LORD BLENAVON’S SURRENDER

She came in very quietly, a little pale and wan in this cold evening light.  She held out her hand to me with a subdued but charming smile of welcome.

“I am so glad that you have come to see me,” she said softly.  “You can help me, too, about this unfortunate young man who has been thrown upon my hands.  I—­”

Then she saw Ray, and the words seemed to die away upon her lips.  I had to steel my heart against her to shut out the pity which I could scarcely help feeling.  She was white to the lips.  She stood as one turned to stone, with her distended eyes fixed upon him.  It was like a trapped bird, watching its impending fate.  She faltered a little on her feet, and—­I could not help it—­I hurried to her side with a chair.  As she sank into it she thanked me with a very plaintive smile.

“Thank you,” she said, simply.  “I am not very strong, and I did not know that man was with you.”

Ray broke in.  His voice sounded harsh, his manner, I thought, was unnecessarily brutal.

“I can understand,” he said, “that you find my presence a little unwelcome.  I need scarcely say that this is not a visit of courtesy.  You know very well that willingly I would never spend a moment under the same roof as you.  I am here to speak a few plain words, to which you will do well to listen.”

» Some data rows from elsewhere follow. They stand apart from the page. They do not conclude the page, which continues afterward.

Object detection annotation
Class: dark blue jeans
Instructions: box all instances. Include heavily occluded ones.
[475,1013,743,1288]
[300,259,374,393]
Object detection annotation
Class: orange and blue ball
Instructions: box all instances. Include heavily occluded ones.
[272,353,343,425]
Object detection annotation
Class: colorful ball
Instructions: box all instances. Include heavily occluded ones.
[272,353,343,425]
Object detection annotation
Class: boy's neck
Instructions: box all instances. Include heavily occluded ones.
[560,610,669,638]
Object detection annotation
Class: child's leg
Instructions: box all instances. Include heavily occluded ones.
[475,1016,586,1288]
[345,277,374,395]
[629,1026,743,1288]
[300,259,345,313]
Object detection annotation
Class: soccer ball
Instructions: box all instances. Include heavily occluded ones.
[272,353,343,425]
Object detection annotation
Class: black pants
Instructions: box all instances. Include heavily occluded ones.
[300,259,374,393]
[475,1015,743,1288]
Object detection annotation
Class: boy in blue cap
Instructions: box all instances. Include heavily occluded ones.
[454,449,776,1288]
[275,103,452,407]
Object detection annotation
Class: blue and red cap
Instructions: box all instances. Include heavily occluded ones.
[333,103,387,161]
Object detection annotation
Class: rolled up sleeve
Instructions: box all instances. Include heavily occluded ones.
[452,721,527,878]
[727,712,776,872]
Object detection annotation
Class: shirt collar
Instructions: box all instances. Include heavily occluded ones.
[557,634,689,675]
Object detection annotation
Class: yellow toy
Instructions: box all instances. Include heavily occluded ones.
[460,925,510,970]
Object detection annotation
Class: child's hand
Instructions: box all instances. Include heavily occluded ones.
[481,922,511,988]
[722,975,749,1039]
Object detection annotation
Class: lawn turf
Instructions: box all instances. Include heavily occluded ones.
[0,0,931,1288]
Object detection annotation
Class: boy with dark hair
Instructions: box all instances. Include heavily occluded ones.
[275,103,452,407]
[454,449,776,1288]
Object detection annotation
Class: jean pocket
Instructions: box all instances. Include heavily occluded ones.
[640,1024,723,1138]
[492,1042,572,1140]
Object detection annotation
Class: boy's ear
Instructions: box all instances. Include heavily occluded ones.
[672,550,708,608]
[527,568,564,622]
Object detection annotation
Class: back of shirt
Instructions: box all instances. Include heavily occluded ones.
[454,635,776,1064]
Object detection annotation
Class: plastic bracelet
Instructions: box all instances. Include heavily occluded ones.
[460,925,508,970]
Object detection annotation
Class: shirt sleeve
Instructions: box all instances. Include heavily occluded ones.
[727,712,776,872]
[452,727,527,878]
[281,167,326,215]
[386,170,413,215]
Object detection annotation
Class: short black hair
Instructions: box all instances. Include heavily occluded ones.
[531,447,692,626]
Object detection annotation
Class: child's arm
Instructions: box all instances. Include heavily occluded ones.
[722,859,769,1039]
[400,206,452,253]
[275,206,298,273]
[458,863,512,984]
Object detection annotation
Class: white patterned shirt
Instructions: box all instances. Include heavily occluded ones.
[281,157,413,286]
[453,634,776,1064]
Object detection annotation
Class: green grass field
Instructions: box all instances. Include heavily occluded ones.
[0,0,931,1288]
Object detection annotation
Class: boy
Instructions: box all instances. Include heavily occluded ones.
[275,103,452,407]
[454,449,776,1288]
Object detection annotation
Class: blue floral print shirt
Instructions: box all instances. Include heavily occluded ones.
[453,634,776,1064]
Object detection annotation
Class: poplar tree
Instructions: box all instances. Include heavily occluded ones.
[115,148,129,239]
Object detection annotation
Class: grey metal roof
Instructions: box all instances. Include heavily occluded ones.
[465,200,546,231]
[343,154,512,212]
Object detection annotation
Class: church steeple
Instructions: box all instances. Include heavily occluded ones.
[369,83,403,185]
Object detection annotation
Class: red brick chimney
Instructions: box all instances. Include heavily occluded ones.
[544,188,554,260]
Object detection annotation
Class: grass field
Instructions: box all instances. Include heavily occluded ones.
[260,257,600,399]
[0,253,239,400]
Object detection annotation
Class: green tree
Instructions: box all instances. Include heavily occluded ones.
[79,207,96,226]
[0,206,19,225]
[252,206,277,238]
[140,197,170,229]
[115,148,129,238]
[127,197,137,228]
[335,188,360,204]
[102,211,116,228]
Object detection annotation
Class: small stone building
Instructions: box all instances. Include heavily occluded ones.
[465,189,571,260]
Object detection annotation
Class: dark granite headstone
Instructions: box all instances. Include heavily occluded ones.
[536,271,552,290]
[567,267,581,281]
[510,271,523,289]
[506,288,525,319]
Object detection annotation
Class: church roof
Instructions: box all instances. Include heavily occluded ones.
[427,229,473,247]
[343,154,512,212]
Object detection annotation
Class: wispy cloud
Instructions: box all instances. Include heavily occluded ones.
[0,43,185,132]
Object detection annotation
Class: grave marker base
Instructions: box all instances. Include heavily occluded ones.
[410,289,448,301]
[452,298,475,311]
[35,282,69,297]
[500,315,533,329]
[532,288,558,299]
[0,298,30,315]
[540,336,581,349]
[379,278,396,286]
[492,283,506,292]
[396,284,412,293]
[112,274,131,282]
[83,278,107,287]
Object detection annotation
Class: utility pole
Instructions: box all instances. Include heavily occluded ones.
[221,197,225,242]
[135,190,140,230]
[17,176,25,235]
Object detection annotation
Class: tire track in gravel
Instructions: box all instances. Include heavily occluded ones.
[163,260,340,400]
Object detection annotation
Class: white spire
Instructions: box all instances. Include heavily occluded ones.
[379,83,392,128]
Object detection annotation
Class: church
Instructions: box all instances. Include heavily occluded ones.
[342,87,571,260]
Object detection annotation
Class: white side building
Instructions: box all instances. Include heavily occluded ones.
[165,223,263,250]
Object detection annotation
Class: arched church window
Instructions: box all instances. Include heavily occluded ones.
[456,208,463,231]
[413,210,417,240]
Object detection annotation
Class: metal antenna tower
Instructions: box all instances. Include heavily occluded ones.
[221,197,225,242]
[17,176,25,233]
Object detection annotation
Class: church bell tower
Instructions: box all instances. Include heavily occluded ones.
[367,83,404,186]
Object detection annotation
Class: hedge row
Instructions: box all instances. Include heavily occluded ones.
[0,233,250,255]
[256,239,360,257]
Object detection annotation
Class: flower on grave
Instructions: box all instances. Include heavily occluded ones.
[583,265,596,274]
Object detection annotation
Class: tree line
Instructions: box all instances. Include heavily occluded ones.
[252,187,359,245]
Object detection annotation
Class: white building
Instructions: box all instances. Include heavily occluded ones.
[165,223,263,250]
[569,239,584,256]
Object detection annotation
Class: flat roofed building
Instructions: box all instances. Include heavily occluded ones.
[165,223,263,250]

She raised her eyes to his.  Her courage seemed to be returning at the note of battle in his tone.  Her small, well-shaped head was thrown back.  The hands which grasped the sides of her chair ceased to tremble.

“Go on,” she said.

“We will not play at cheap diplomacy,” he said, sneeringly.  “I know you by a dozen names, which you alter and adopt to suit the occasion.  You are a creature of the French police, one of those parasitical creatures who live by sucking the honesty out of simpler persons.  You are here because the more private meetings of the English Council of Defence are being held at Rowchester.  It is your object by bribery, or theft, or robbery, or the seductive use of those wonderful charms of yours, to gain possession of copies of any particulars whatever about the English autumn manoeuvres, which, curiously enough, have been arranged as a sort of addendum to those on your side of the Channel.  You have an ally, I regret to say, in the Duke’s son, you are seeking to gain for yourself a far more valuable one in the person of this boy.  You say to yourself, no doubt, Like father, like son.  You ruined and disgraced the one.  You think, perhaps, the other will be as easy.”